• Aries Your hospital bills skyrocket when the International Toughman Competition replaces its locomotive-pulling event with one called "Turn The Aries Inside-Out With Your Bare Hands."
  • Taurus Your mail-order sweater business will be such a success that you can finally afford that second refrigerator you've always dreamed of.
  • Gemini The world of Irish performing arts is turned upside-down when a newly discovered ancient Gaelic scroll reveals that you are the true Lord of the Dance.
  • Cancer The residents of your community form a torch-lit mob and appear on your doorstep demanding a glass of milk.
  • Leo You are such an expert on the subject of sex that people begin referring to you as a "sexpert."
  • Virgo Despite a stunning full-color swimsuit photo of you for the month of May, the 1998 Big Fat Asshole calendar sells just two copies.

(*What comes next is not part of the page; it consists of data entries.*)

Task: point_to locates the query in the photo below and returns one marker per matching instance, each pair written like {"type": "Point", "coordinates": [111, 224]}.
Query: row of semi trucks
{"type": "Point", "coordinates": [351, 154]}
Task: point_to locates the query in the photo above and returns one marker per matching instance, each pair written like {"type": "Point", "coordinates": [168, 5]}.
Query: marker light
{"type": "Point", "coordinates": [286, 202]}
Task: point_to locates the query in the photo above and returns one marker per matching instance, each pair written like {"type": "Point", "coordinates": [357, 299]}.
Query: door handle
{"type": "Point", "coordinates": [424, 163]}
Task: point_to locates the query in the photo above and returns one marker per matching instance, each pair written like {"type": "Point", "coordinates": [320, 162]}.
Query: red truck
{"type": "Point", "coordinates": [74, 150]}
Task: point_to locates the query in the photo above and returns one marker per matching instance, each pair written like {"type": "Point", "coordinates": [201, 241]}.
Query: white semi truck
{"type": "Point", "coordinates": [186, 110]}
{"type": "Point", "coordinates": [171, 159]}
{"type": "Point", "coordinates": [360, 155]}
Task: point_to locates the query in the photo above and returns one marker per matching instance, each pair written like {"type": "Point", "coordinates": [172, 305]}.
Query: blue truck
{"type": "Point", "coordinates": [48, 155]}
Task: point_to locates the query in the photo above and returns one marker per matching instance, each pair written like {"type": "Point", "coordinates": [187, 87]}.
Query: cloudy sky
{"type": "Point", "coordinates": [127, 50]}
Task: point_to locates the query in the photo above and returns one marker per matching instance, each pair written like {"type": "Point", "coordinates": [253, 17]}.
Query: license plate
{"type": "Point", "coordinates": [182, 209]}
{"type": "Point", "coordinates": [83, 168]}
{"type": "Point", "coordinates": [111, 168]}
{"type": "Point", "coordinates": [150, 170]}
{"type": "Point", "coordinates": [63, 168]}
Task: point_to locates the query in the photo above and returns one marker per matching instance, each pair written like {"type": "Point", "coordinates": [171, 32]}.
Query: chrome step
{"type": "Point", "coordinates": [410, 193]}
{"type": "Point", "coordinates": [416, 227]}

  • Libra You will enjoy newfound popularity in Mainland China due to their belief that you are a powerful aphrodisiac when ground up and put in tea.
  • Scorpio You will be financially, physically and emotionally destroyed after years of superstitious belief in astrology.
  • Sagittarius You are fired from your job at the Piercing Pagoda after botching a customer's scrotal-barbell insertion in full view of hundreds of mallgoers.
  • Capricorn Despite the efforts of U.S. Sen. Trent Lott (R-MS), your famous lemon cookies remain legal in 46 states.
  • Aquarius The ghost of Charles Kuralt appears before you and asks to borrow your tape of this week's Frasier.
  • Pisces You are out of pencils, and the only pencil store in town closes in less than five minutes.